Asgharian Asl Fatemeh, Abbaszade Sajjad, Derakhshani Horeyeh, Vaghef Ladan, Asgharian Asl Amirreza
Department of Cognitive Neuroscience, University of Tabriz, Tabriz, Iran.
Department of Cognitive Science, Faculty of Education & Psychology, University of Tehran, Tehran, Iran.
Front Psychiatry. 2024 Sep 3;15:1400414. doi: 10.3389/fpsyt.2024.1400414. eCollection 2024.
Exciting left DLPFC activity with high frequency and inhibiting right DLPFC with low frequency repetitive transcranial magnetic stimulation (rTMS) has shown antidepressant effects in major depressive disorder (MDD) and executive functions.
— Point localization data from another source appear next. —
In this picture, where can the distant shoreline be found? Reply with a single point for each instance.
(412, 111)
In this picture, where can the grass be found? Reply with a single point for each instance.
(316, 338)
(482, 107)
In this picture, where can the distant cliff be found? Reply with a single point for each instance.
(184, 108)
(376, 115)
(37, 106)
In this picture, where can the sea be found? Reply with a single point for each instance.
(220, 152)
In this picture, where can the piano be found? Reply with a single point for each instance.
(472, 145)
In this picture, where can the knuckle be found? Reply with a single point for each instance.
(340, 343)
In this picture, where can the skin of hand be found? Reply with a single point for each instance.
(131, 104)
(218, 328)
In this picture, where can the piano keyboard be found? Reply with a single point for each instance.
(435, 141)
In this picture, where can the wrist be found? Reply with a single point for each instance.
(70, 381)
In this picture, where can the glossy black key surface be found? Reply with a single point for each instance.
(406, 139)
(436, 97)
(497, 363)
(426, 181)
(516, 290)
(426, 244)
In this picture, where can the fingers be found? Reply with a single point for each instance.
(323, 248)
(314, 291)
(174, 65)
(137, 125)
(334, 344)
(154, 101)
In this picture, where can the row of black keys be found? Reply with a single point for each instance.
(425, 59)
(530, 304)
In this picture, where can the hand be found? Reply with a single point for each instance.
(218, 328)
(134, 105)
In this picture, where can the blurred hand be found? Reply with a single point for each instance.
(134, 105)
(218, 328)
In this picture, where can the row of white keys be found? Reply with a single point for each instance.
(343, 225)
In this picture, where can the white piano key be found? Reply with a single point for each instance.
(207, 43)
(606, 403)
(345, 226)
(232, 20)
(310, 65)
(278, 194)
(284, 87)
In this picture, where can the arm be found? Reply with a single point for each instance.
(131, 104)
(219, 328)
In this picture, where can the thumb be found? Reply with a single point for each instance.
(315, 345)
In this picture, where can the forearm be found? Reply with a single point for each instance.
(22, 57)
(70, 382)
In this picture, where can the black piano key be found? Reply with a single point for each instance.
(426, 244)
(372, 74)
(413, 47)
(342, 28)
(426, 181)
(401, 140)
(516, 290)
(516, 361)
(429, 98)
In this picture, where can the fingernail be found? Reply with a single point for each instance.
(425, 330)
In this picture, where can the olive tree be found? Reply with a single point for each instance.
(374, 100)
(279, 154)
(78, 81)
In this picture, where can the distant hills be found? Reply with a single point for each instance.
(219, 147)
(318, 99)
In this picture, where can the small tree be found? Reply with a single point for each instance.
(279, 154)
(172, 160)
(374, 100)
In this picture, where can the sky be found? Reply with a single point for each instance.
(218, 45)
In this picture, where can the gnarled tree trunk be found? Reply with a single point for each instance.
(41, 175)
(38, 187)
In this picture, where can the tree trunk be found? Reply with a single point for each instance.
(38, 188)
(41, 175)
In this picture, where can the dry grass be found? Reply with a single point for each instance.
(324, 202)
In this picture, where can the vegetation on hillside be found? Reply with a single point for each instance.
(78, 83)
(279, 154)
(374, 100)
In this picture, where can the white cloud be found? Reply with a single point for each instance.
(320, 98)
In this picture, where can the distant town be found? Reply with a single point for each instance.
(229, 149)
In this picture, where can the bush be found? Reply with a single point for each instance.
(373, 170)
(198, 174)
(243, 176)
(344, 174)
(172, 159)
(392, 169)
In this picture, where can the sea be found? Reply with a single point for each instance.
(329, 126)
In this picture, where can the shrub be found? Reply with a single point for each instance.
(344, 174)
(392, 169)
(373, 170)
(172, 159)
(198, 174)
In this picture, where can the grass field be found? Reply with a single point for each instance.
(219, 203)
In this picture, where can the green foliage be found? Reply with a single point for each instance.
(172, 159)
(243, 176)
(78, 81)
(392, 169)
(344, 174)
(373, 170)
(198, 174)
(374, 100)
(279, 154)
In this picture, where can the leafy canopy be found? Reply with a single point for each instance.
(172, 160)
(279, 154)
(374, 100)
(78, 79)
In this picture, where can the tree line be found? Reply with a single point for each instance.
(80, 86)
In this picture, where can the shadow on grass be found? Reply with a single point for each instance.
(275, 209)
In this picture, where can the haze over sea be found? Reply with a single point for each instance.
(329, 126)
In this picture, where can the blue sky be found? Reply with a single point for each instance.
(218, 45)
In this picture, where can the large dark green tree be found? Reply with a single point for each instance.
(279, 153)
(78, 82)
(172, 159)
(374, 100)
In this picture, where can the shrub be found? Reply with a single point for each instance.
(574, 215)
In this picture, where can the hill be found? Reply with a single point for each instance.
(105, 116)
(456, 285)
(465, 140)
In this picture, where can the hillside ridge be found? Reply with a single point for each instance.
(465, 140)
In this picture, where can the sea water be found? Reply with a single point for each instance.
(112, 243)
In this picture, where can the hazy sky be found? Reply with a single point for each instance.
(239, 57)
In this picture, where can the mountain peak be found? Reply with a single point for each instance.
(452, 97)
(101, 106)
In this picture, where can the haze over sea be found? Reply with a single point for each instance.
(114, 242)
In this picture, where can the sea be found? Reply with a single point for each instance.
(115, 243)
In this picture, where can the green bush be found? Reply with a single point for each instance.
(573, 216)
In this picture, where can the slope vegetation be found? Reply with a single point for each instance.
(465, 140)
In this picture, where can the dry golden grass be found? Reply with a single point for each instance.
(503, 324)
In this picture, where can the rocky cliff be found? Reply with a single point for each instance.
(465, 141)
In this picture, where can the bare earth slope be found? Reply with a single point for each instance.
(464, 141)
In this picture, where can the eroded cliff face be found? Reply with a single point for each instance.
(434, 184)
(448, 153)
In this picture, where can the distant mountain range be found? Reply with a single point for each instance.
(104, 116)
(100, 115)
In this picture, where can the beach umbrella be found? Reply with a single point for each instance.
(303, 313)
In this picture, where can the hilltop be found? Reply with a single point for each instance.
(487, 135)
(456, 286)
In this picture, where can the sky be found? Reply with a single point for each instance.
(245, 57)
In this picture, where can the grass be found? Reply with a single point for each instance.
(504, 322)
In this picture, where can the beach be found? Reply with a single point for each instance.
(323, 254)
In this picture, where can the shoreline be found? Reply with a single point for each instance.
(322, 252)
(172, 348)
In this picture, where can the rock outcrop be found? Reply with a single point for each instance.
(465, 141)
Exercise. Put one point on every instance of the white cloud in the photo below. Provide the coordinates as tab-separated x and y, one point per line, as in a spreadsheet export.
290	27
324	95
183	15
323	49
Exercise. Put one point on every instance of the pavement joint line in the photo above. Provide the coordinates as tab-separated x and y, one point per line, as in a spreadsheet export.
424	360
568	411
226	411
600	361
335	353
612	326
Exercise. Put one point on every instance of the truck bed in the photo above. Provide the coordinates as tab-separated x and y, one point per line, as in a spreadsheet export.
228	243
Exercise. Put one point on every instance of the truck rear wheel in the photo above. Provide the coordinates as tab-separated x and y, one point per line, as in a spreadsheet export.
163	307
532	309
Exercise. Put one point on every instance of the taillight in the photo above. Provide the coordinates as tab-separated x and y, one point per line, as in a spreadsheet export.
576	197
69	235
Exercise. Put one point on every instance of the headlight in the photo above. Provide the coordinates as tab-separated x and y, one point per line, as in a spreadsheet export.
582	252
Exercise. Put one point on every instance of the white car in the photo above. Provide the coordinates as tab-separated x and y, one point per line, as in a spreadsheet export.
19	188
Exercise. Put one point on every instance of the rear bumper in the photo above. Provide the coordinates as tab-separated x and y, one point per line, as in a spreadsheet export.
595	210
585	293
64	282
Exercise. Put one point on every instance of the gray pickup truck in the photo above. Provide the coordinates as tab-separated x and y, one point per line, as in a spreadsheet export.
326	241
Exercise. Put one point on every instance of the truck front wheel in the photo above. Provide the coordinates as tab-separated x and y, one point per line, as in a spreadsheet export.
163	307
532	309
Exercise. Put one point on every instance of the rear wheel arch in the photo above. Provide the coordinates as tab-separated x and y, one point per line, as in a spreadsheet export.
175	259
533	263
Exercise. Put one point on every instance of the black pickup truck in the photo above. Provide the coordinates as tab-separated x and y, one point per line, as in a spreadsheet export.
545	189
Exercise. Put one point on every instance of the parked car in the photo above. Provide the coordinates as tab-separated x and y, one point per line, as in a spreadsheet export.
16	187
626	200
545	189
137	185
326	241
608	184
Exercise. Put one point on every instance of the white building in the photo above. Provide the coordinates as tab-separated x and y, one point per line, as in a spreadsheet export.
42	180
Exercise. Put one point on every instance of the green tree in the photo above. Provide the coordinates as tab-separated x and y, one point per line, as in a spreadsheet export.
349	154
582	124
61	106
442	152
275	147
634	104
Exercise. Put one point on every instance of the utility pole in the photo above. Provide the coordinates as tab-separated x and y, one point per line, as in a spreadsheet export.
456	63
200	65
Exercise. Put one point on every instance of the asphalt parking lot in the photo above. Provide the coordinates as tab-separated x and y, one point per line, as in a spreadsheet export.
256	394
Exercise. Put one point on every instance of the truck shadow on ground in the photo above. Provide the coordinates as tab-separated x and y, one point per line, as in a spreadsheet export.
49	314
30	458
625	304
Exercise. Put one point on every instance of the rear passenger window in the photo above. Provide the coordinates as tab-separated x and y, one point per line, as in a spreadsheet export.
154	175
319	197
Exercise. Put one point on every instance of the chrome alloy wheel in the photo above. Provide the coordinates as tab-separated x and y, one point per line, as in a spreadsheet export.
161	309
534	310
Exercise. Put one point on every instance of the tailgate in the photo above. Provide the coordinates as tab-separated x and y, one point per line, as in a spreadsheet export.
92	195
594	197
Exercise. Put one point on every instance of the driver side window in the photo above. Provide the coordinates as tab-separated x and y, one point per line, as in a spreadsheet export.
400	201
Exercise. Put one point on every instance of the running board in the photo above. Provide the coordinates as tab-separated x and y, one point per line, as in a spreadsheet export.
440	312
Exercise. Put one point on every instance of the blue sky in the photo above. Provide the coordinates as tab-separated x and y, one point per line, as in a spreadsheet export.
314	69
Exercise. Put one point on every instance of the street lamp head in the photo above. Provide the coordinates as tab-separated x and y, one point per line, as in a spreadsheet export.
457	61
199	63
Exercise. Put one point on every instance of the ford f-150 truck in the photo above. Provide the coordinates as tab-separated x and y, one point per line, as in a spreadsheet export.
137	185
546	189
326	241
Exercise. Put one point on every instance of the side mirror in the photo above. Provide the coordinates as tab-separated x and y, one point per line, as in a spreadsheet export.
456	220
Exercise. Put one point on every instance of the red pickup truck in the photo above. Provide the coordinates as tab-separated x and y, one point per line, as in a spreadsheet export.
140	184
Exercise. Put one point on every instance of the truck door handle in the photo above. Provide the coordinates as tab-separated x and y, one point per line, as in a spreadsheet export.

However, few studies have directly compared unilateral and bilateral protocols.
Forty-seven individuals with treatment-resistant MDD underwent 10 sessions of rTMS over left DLPFC (20 Hz), bilateral DLPFC (left 20 Hz, right 1 Hz), or sham stimulation. Outcomes were depression (Beck Depression Inventory-II), visual-spatial memory (Corsi Block Test), response inhibition (Go/No-Go task), and cognitive flexibility (Wisconsin Card Sorting Test) assessed before and after treatment.
Both unilateral and bilateral rTMS significantly reduced depression levels versus sham controls based on BDI-II scores. While bilateral stimulation did not improve Corsi Test performance, unilateral protocol enhanced visual-spatial memory. On the Go/No-Go task, accuracy was higher in both active stimulation groups compared to sham, with no response time differences. Neither unilateral nor bilateral rTMS had significant effects on cognitive flexibility per the WCST.
Despite comparable antidepressant effects, unilateral stimulation had some cognitive advantages over bilateral rTMS, potentially due to greater left dorsolateral prefrontal cortex excitation. Further research on parameter optimization is warranted.
高频刺激左侧背外侧前额叶皮层(DLPFC)并通过低频重复经颅磁刺激(rTMS)抑制右侧DLPFC已显示出对重度抑郁症(MDD)和执行功能的抗抑郁作用。然而,很少有研究直接比较单侧和双侧方案。
47名难治性MDD患者接受了10次rTMS治疗,分别是对左侧DLPFC进行20Hz刺激、双侧DLPFC进行刺激(左侧20Hz,右侧1Hz)或假刺激。治疗前后评估的结果包括抑郁(贝克抑郁量表第二版)、视觉空间记忆(科西方块测试)、反应抑制(Go/No-Go任务)和认知灵活性(威斯康星卡片分类测试)。
基于BDI-II评分,与假刺激对照组相比,单侧和双侧rTMS均显著降低了抑郁水平。虽然双侧刺激并未改善科西测试的表现,但单侧方案增强了视觉空间记忆。在Go/No-Go任务中,与假刺激相比,两个主动刺激组的准确性更高,反应时间无差异。根据WCST,单侧和双侧rTMS对认知灵活性均无显著影响。
尽管抗抑郁效果相当,但单侧刺激相对于双侧rTMS具有一些认知优势,这可能是由于左侧背外侧前额叶皮层的兴奋程度更高。有必要对参数优化进行进一步研究。